The novel's protagonist, Ezekiel (Zeke) Leger, a New York writer and editor with a national magazine, returns to the small Central Ohio town of Mt. Izmir, where he attended college, for the funeral of one of his classmates who's taken his own life. But that sudden death is not the only puzzle that will consume him. Almost simultaneously with his arrival, he hears about the murder of Osman Fritzman, the 16-year-old son of the leader of a sect that blends Jewish and Muslim practices in a nearby rural enclave. The leader, who goes by the name Natan of Flatbush and claims prophetic powers, has been convicted of the crime, in a prosecution led by Zeke's ex-lover, Johanna Franklin. Natan awaits the outcome of his appeal in prison.

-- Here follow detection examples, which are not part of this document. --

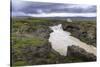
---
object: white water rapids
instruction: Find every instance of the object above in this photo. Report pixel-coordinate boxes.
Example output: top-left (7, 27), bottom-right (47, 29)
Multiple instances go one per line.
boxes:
top-left (49, 24), bottom-right (96, 56)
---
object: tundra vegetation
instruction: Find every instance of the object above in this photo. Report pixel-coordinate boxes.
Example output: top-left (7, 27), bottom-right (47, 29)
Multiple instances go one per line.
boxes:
top-left (11, 17), bottom-right (96, 66)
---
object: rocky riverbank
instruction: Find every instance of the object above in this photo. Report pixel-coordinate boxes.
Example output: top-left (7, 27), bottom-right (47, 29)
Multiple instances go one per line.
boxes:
top-left (11, 18), bottom-right (96, 66)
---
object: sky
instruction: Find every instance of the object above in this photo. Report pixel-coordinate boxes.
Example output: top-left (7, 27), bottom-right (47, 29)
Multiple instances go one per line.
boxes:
top-left (11, 0), bottom-right (96, 17)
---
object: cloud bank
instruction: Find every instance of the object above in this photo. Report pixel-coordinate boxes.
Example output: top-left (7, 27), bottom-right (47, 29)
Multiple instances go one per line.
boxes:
top-left (11, 0), bottom-right (96, 17)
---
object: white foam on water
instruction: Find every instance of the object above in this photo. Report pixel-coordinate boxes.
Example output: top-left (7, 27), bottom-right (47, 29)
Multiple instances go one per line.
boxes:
top-left (49, 24), bottom-right (96, 56)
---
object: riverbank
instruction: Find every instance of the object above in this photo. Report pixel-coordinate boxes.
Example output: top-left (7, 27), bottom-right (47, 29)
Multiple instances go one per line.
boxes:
top-left (11, 18), bottom-right (96, 66)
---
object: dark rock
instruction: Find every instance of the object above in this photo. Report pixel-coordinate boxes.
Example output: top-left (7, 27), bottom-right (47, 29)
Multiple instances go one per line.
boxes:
top-left (68, 46), bottom-right (96, 61)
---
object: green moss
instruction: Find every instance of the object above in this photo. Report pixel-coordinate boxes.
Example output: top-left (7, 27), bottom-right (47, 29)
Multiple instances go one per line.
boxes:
top-left (13, 61), bottom-right (27, 66)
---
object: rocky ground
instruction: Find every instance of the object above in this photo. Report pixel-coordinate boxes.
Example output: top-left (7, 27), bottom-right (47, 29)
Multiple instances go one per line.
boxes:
top-left (11, 18), bottom-right (96, 66)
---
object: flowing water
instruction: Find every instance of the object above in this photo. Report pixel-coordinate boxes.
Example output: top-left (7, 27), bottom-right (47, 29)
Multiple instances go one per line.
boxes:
top-left (49, 24), bottom-right (96, 56)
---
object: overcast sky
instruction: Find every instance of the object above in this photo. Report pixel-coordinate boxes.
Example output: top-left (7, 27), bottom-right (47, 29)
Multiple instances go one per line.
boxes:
top-left (11, 0), bottom-right (96, 17)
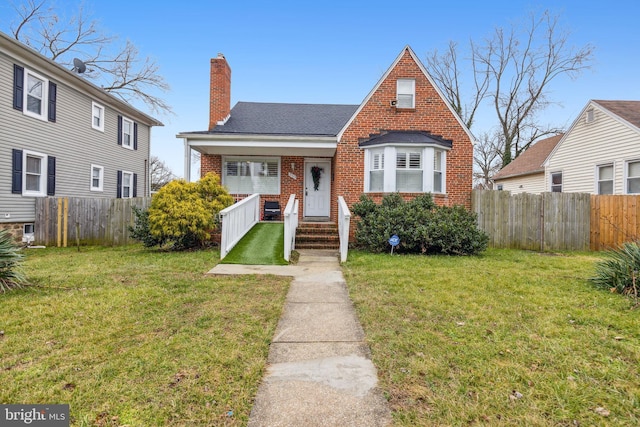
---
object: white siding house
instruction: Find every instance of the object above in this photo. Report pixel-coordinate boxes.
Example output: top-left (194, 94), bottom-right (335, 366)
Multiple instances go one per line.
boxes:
top-left (493, 134), bottom-right (562, 194)
top-left (544, 100), bottom-right (640, 194)
top-left (0, 33), bottom-right (162, 242)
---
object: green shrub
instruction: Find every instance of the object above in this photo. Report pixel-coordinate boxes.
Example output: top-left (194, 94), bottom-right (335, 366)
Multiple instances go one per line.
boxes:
top-left (352, 193), bottom-right (489, 255)
top-left (132, 173), bottom-right (233, 250)
top-left (0, 230), bottom-right (26, 292)
top-left (129, 206), bottom-right (164, 248)
top-left (425, 206), bottom-right (489, 255)
top-left (590, 241), bottom-right (640, 296)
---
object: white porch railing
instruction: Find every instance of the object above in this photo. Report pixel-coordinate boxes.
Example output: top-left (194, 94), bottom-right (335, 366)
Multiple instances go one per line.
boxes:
top-left (220, 193), bottom-right (260, 259)
top-left (338, 196), bottom-right (351, 262)
top-left (284, 194), bottom-right (298, 261)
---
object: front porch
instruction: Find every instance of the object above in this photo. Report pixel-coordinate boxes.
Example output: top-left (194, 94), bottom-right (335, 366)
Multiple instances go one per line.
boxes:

Once Zeke persuades a skeptical editor to greenlight an investigation into the sect and the murder, he must overcome the initial resistance of the religious community--known as the Caves--to allow access to an outsider. The looming presence of men in Hasidic garb toting semiautomatic rifles adds tension to these encounters, as does the ominous figure of the local sheriff who's both suitably threatening and capable of quoting William James. As he pursues his journalistic effort, Zeke, whose own connection to Judaism ended with his bar mitzvah, finds himself drawn ever more deeply into the sect's alien, but somehow enticing, beliefs and practices.

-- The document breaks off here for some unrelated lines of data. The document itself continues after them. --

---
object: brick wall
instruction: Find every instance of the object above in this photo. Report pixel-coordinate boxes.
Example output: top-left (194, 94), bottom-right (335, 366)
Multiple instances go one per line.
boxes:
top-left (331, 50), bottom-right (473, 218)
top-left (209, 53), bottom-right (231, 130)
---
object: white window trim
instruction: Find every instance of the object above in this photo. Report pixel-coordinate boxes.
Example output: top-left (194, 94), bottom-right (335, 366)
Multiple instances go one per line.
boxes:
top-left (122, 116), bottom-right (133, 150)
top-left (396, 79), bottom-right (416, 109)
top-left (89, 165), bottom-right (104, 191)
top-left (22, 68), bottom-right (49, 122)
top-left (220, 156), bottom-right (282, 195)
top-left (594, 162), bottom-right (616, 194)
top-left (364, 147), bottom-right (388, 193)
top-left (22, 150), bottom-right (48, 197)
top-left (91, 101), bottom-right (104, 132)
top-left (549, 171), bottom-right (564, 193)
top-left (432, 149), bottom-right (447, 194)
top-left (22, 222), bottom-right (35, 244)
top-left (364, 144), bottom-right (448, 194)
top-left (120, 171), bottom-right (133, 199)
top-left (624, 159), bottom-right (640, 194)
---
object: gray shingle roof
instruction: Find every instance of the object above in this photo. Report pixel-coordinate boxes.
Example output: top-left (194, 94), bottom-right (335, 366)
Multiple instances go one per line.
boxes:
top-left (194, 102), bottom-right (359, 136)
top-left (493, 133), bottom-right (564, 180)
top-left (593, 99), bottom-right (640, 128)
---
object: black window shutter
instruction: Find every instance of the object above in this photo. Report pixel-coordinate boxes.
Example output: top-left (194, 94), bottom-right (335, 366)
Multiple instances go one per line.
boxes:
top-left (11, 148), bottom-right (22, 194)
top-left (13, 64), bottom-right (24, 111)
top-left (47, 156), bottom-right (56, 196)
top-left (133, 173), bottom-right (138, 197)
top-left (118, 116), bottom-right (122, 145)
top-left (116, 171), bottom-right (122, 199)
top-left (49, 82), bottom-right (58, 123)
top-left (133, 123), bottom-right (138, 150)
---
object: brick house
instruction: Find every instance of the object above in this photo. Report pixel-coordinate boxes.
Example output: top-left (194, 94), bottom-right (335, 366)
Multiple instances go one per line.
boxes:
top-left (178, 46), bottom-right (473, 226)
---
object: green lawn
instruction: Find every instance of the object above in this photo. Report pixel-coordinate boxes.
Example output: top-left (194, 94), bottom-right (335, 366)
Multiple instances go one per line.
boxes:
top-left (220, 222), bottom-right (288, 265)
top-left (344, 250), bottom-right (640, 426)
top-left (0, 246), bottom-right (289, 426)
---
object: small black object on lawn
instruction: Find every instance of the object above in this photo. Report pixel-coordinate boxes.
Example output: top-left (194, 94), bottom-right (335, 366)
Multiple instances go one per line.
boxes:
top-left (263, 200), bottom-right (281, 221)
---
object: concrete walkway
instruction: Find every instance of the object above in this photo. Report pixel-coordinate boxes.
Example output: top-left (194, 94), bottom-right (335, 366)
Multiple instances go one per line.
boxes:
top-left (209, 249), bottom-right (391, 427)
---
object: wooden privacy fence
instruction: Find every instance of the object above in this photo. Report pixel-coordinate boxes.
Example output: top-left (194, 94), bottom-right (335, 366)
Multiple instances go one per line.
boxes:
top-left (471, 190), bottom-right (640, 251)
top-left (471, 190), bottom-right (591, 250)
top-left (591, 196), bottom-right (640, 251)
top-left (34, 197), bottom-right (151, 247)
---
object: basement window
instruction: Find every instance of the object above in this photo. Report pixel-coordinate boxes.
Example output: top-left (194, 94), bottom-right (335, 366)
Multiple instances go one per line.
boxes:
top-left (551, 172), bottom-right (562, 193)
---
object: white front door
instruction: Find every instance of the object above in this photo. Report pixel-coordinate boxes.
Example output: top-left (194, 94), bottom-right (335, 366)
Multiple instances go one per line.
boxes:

Torday, a two-time winner of the National Jewish Book Award for fiction who teaches creative writing at Bryn Mawr College, links his fictional cult to the Dönme, a real-life group of 17th-century Jews in the Ottoman Empire who followed a false messiah known as Shabbetai Tzvi, and who practiced their faith in secret while living outwardly as Muslims. He succeeds in making the heterodox religious life of the Caves community seem plausible, seasoning Zeke's observations of their rituals--ones that include liberal use of mind-altering substances--with excerpts from the prison notebooks of Natan, abstruse discourses on the history of his sect and its Kabbalah-infused beliefs, which include "redemption through sin."

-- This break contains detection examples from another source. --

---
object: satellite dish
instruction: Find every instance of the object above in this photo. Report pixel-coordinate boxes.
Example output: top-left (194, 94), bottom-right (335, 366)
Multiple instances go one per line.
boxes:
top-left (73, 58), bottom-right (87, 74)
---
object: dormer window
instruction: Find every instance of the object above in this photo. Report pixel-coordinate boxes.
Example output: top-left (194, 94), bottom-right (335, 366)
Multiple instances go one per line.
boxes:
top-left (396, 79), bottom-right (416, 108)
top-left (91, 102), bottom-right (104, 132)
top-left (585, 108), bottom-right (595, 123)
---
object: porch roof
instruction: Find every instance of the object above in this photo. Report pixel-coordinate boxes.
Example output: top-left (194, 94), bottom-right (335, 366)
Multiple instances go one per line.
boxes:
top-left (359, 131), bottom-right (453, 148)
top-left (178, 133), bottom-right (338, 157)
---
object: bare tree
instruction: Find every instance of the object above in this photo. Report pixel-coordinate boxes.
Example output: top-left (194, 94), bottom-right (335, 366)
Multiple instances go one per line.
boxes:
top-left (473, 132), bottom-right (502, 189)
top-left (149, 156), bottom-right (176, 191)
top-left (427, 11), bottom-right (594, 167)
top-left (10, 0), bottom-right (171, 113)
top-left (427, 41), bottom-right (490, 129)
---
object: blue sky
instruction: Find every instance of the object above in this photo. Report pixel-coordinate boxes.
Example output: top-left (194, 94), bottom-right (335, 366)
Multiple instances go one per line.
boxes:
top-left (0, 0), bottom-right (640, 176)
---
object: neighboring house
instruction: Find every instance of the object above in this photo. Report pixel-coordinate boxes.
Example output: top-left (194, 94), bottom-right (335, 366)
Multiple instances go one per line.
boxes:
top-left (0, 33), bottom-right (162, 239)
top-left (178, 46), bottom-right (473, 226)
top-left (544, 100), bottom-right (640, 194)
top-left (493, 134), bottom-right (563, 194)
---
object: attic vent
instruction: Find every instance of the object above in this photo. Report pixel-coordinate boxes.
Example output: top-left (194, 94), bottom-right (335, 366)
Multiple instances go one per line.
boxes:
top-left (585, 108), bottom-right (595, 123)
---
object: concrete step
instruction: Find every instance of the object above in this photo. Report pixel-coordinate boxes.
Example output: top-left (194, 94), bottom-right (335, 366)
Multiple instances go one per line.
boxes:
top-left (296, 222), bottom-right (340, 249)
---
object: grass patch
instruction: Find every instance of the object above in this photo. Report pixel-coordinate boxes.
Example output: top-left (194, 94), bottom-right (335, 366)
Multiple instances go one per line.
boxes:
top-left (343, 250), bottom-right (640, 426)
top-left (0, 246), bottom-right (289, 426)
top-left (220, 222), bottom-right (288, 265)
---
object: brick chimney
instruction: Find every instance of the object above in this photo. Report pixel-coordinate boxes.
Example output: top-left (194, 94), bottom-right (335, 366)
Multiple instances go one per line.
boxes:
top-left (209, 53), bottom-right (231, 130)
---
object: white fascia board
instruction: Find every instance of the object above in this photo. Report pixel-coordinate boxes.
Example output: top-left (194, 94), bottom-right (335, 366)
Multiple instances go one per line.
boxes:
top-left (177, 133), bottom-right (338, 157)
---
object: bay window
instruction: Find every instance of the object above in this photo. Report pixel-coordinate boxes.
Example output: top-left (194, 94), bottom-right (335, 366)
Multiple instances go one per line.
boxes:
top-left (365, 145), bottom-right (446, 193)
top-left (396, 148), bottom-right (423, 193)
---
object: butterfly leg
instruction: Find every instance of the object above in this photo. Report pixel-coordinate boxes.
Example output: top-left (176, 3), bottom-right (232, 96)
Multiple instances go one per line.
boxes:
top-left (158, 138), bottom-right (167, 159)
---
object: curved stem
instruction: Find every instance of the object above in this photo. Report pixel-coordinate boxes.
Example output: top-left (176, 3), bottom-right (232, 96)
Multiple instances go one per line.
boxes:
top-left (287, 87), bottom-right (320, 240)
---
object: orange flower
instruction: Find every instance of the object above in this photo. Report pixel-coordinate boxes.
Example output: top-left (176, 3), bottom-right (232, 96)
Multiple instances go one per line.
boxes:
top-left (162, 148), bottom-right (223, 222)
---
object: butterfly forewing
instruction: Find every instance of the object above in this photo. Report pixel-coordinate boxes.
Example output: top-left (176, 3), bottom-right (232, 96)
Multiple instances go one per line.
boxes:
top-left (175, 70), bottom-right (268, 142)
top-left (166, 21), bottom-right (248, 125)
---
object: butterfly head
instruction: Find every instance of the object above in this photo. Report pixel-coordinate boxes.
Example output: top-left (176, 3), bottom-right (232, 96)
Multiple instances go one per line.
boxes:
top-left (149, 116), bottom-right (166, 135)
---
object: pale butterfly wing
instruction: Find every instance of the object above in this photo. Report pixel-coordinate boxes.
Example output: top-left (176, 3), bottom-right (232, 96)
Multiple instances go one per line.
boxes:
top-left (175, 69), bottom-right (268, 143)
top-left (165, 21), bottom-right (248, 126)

Though Torday brings the mystery of Osman's death to an appropriate conclusion, it's clearly subordinate in importance to the story of Natan and his followers. As long as there are fervent believers, some will strive to transcend the boundaries of conventional faith. Only time and circumstance determine how their quest will end. --Harvey Freedenberg, freelance reviewer
Shelf Talker: In this ambitious and successful novel, Daniel Torday deeply explores life in a heterodox religious sect in rural Ohio set against the backdrop of a mysterious murder of one of its number.